Mantener el título de campeón es una acción que pocos clubes logran llegar a cabo, en especial cuando de torneos internacionales se trata. El ejemplo más reciente de un equipo que logró defender la corona fue el Real Madrid cuando de la mano de Zinedine Zidane consiguió ganar la Champions League en 3 oportunidades consecutivas. Precisamente, ayer, tras quedar eliminado de la Copa Libertadores, Flamengo revitalizó la idea de la “maldición del campeón” al caer por 3-5 en la definición por penales ante Racing de Avellaneda.

Ahora, Flamengo no es el único campeón que se ve eliminado de manera temprana en una competencia internacional. Son muchos los casos de clubes que tienen el ideal de defender la corona pero que por diferentes razones no logran dar con el objetivo de seguir en la cima de los torneos.

La caída del campeón en Anfield

Precisamente, uno de los casos recientes más recordados es la caída del Liverpool ante el Atlético de Madrid en la pasada edición de la Champions League.
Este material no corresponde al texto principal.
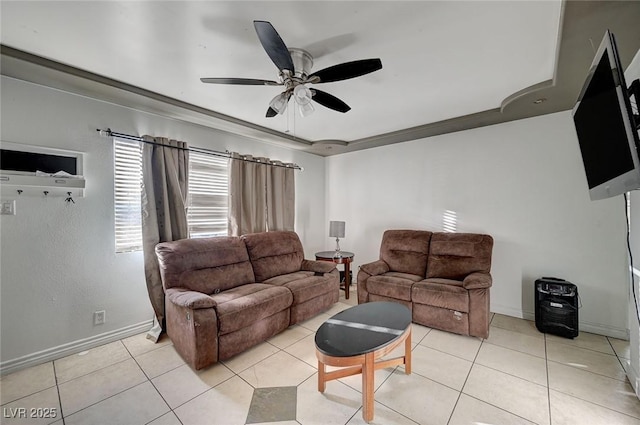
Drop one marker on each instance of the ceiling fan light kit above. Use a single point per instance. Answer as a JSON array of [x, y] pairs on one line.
[[294, 67]]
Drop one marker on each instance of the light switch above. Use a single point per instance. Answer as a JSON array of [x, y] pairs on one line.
[[8, 207]]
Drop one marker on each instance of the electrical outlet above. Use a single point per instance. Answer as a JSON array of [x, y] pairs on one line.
[[99, 317], [8, 207]]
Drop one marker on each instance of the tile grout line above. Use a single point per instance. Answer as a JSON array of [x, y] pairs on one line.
[[55, 377], [546, 364]]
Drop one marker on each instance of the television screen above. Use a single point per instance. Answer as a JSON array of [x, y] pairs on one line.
[[605, 127]]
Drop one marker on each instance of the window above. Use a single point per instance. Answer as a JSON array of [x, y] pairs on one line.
[[128, 179], [208, 195], [449, 221], [207, 203]]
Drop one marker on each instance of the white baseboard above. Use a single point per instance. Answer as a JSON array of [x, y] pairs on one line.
[[74, 347], [595, 328]]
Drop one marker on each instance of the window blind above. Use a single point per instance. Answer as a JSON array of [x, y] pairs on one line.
[[208, 195], [127, 181]]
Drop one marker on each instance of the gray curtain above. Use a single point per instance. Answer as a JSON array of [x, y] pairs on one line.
[[261, 195], [280, 197], [247, 195], [165, 171]]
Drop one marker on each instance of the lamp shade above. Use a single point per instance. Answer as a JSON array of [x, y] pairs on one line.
[[336, 229]]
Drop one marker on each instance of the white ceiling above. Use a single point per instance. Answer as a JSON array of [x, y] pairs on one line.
[[441, 59]]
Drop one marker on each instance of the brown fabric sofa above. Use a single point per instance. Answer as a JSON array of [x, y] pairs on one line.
[[443, 278], [226, 294]]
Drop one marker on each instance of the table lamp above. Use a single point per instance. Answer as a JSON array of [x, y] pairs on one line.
[[336, 230]]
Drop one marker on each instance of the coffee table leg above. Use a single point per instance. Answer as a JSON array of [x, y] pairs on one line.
[[347, 279], [407, 353], [368, 370], [322, 384]]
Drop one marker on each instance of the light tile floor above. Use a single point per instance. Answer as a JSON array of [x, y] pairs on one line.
[[516, 376]]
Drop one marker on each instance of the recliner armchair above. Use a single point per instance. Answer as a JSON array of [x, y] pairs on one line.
[[443, 278]]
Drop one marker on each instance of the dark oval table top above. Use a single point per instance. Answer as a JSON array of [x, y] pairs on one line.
[[362, 329]]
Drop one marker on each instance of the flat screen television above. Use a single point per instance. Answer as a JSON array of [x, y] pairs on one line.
[[605, 126]]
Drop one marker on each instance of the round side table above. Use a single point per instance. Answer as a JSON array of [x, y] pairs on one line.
[[346, 260]]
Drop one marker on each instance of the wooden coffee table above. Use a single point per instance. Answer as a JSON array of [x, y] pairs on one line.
[[356, 338]]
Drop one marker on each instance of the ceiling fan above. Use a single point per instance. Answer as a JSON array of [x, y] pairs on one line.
[[295, 66]]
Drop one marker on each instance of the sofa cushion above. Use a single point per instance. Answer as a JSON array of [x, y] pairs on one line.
[[206, 265], [244, 305], [444, 293], [406, 251], [455, 255], [274, 253], [305, 285], [392, 285]]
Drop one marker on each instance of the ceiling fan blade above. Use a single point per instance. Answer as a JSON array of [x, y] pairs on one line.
[[346, 70], [240, 81], [271, 112], [330, 101], [273, 45]]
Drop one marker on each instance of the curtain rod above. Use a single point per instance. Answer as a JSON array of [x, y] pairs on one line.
[[205, 151]]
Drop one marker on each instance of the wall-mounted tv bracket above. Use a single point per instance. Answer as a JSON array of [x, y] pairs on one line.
[[634, 90]]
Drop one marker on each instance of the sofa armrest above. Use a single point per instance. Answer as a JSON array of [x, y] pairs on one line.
[[189, 299], [477, 280], [375, 268], [317, 266]]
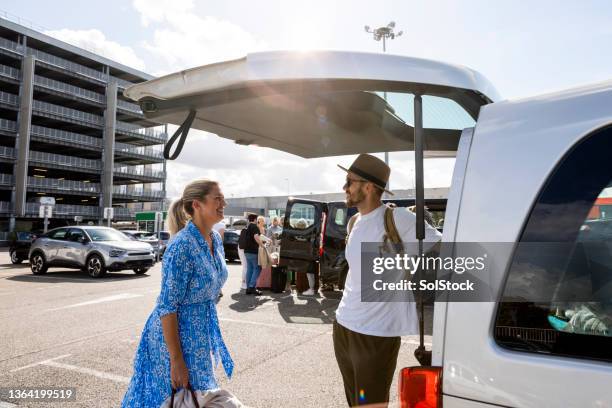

Los reds venían en una racha impecable en la Premier League con más de 18 partidos sin conocer la derrota. Con el ánimo arriba, los de Klopp pensaron que contaban con las herramientas suficientes para dar la batalla por otro título de la orejona pero los de Diego “El Cholo” Simeone los bajaron del bus cuando remontaron la serie en Anfield y eliminaron al que era considerado como el mejor equipo de Europa en su momento.

A su vez, también en la Champions League la afición del Ajax tiene fresco el recuerdo del contundente 1-4 con el que el club holandés liquidó al Real Madrid tricampeón de la Champions en el Santiago Bernabéu. La reciente “Generación Dorada” de la naranja mecánica impuso condiciones en el mítico estadio ibérico y clasificó a la siguiente instancia de la competencia en donde más tarde eliminaría a la Juventus de Cristiano Ronaldo.

Ya en América, el caso más reciente de la maldición del campeón es el del River Plate de Marcelo Gallardo, que en 5 minutos vio como se le iba de las manos la oportunidad de revitalizar el título de la Copa Libertadores en manos del Flamengo. El conjunto carioca aprovechó dos fallos defensivos del club argentino para que Gabigol liquidara la final que se disputó en Lima, Perú.